Earlier versions of the self-service registration (SSR) flow used a complicated array of templates to send activation emails to end users. The simplified SSR flow reduces this to only two email templates with customized welcome messages. If your application requires immediate verification of the end user's email address, Okta uses the Registration - Activation template. This template includes a magic link for a smoother sign-in experience. If email verification isn't immediately required to sign in to the application, Okta uses the Registration - Email Verification template.
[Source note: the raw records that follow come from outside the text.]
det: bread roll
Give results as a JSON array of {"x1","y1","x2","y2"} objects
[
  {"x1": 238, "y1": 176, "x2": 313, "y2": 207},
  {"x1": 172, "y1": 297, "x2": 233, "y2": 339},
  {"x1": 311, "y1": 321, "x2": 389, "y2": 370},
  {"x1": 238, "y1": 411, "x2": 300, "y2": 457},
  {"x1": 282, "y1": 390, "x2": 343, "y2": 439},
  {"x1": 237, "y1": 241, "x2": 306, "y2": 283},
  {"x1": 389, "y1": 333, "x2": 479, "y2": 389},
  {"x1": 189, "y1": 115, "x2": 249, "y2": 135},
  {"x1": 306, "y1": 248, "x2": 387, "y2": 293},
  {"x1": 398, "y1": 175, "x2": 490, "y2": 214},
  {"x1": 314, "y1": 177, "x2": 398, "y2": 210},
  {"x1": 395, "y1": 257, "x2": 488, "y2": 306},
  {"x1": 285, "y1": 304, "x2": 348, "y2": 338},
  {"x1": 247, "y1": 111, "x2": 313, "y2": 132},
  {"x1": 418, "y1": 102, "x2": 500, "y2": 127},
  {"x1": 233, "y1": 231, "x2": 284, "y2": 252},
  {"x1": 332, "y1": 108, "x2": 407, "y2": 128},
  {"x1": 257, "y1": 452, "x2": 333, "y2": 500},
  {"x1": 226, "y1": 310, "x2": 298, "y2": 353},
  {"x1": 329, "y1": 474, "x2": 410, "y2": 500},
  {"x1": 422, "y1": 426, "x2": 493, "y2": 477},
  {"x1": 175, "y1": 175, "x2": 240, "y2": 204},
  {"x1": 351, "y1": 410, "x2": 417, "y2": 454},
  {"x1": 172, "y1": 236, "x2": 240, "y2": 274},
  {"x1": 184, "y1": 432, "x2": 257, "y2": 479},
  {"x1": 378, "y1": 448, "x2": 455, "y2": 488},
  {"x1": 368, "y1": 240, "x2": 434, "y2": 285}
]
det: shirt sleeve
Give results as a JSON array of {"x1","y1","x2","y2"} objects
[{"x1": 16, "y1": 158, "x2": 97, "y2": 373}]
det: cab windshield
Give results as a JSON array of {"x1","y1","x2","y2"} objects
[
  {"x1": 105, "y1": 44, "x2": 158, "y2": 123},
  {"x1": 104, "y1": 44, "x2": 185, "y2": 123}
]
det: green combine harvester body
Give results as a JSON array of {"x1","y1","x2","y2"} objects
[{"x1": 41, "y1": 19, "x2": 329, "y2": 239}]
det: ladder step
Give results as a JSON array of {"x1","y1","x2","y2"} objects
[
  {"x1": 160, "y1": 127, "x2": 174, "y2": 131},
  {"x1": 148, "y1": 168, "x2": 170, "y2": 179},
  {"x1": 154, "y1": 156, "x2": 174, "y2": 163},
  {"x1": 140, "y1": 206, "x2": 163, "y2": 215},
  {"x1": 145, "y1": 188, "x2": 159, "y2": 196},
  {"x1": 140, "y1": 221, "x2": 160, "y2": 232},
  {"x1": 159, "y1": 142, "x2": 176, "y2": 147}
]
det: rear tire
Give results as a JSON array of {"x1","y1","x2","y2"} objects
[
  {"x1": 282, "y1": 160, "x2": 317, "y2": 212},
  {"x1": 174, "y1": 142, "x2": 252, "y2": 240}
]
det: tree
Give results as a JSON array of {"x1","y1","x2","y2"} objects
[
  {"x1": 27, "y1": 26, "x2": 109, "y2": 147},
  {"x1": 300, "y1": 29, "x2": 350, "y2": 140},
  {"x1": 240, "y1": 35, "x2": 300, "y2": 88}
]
This template includes a link for end users to complete email verification at any time after they successfully sign in to the application.

Choose additional filters for Office 365 sign-on policy

Filters have been added to enable admins to distinguish between web browsers and Modern Authentication clients when creating an app sign-on policy.

Device Authorization grant type

Advancements in internet technology have seen an explosion of smart devices and the Internet of Things. Consumers need to sign in to applications that run on these devices, but the devices either lack support for a web browser or have limited ability for input, such as smart TVs, car consoles, and thermostats. As a result, users resort to insecure authentication solutions that are error-prone and time-consuming.

The Device Authorization grant feature is an OAuth 2.0 grant type that allows users to sign in to input-constrained devices and also to devices that lack web browsers. This feature enables users to use a secondary device, such as a laptop or mobile phone, to complete sign-in to applications that run on such devices.